You can’t Piif a Punch
Well, what was going on was an elder brother annoying a younger sister. The elder was throwing stuff at the younger;
“Don’t ‘piif’ stuff at me, Byron!” She would yell, several times and of varying pitches.
“Stop ‘piif’ing stuff at me Byron.”
So he stopped throwing physical objects, and started air punching close to her face. And he sacastically asked “Can I ‘piif’ this?”, still getting the punches as close to her face as possible.
“You can’t ‘piif’ a punch!”
That was where I interjected, echoing my sisters statement. Byron walked into my room, telling me that it wasn’t a real word.
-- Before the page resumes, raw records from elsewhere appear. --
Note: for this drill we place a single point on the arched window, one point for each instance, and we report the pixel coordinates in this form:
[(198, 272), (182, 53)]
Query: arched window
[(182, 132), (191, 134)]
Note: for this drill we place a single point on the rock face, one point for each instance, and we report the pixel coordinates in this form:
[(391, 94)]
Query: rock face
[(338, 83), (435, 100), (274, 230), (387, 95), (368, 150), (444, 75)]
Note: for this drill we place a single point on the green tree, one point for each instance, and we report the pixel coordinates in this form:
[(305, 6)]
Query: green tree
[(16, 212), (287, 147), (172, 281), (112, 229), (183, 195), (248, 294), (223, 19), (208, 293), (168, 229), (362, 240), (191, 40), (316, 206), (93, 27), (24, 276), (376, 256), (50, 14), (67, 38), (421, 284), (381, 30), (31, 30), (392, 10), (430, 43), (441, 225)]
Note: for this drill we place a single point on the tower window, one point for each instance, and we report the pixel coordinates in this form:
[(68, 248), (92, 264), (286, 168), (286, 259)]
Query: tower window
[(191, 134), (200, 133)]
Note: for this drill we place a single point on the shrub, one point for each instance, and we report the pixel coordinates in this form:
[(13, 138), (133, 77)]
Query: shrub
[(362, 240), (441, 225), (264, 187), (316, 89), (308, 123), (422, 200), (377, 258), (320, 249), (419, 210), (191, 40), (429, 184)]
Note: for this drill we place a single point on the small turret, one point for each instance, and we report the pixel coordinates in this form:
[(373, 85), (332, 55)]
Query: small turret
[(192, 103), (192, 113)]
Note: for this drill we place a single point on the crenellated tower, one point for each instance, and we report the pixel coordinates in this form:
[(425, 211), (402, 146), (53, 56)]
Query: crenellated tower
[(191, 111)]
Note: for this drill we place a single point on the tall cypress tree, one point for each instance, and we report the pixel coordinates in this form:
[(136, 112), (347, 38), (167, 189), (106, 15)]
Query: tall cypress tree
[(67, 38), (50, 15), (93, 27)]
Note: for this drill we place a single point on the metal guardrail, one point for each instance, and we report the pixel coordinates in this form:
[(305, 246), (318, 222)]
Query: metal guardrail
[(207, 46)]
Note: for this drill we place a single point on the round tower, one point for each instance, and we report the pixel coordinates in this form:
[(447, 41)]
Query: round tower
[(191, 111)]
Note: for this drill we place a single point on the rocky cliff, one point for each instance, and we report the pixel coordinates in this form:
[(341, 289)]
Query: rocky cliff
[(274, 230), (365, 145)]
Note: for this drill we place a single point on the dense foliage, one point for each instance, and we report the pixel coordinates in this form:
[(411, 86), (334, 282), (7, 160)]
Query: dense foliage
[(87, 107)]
It isn’t really a word. If I was to search the Oxford Dictionary, or M-W.com I would find no results at all. Instead it is slang – and I would say native to Australia. I would say that because we always have stupid words in our vocabulary that could only come from Australia.
The word ‘piif’(incorrect spelling, I just liked the look of it when I spelt it wrong), or ‘piff’ is to throw an object at high velocity, ie a ball at someones body.
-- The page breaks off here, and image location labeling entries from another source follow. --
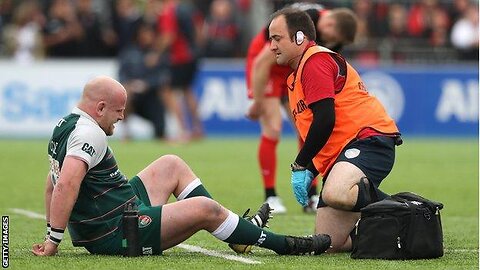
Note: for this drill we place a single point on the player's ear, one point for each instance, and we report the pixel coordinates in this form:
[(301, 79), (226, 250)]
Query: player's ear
[(101, 106)]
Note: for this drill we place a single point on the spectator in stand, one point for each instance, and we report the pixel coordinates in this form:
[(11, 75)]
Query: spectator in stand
[(221, 31), (429, 20), (143, 82), (23, 38), (465, 34), (62, 31), (94, 40), (397, 22), (125, 23), (179, 29)]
To use the word in a sentence, ‘I was walking away and you piifed the ball at my leg.’
It is not really a word, and I am completly unsure from whence it came, but it has defiantly hung around. Through many games of brandy, or sibling fights and will remain around in the Australian vocabulary for many many years.
The discussion went on because Byron was positive that it wasn’t a real word, because it’s usage in “You can’t ‘piif’ a punch” showed it up. Which is true, it is not a real word, but it exists as slang in relation to throwing an object. ‘Piif’ is a verb. Punch is a noun and a verb.
And just so you know, you can ‘piif’ a punch, but if you say it you sound like a moron.
I was doing some research, and it seems that brandy is an Australian game, I thought it would be more global. I wonder what people from other countries play during lunch time at school?